List of Dhanya Balakrishna television credits
| Year | Title | Role | Network | Language | Notes |
| 2016 | 5th South Indian International Movie Awards | Host | YouTube | Tamil | Co-hosted with Sathish |
| 2017 | 6th South Indian International Movie Awards |

=== Web Series ===

List of Dhanya Balakrishna webseries credits
Year: Title; Role; Network; Language; Notes
2017: PillA; Sahasra; Viu; Telugu; Web Debut
As I'm Suffering From Kadhal: Meera; Hotstar; Tamil
2018: What's Up Velakkari; Jessi; ZEE5; Bilingual webseries; Also dialogues in Tamil version
What's Up Panimanishi: Telugu
2019: Rakta Chandanaa; DSP Janaki Atholi IPS; Watcho; Kannada
2021: Alludu Garu; Ammu; Aha; Telugu; Official remake of What the folks webseries
2022: Loser; Maya Krishnan; ZEE5; Season 2
Recce: Gouri
Mad Company: Roshini; Aha; Tamil

== Controversy ==

=== Offensive post targeting Tamil community ===
In 2012, when the IPL team Chennai Super Kings qualified for the playoffs, Dhanya took to Facebook and wrote a disparaging message, alleging that people from Chennai were dependent on the people of Bangalore for basic necessities.
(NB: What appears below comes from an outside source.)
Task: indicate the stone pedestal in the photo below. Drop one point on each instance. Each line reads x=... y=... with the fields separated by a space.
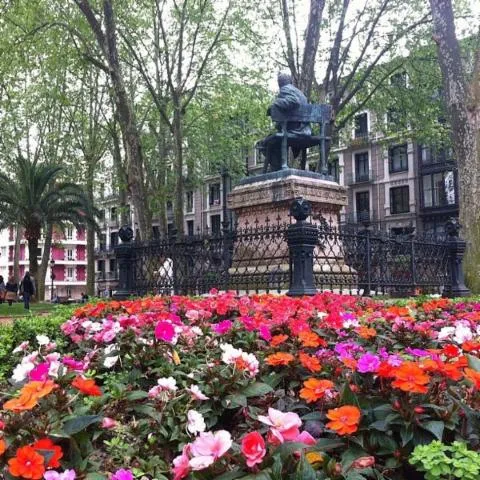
x=265 y=200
She claimed that Chennai residents (Tamils) relied on Bangalore for water and electricity, further asserting that they contributed to making Karnataka's capital unclean when visiting.

These remarks sparked significant backlash at the time. Dhanya Balakrishna initially announced her departure from Tamil cinema. However, despite this declaration, she continued to feature in Tamil films such as Raja Rani, Carbon, and Yaar Ivan, as well as in Tamil web series like As I'm Suffering From Kadhal.

In 2024, as the release of Lal Salaam, directed by Aishwarya Rajinikanth, approached, Dhanya's past comments resurfaced as she was cast as a lead in the film. People questioned the director's decision to cast someone who held negative views about the Tamil community in a Tamil film.

Responding to the controversy, Dhanya issued a statement denying authorship of the post. The actress asserted that the post was fabricated by a troll, vehemently denying ever making such derogatory comments. She pledged her professional integrity, affirming that she had never expressed such sentiments in the past.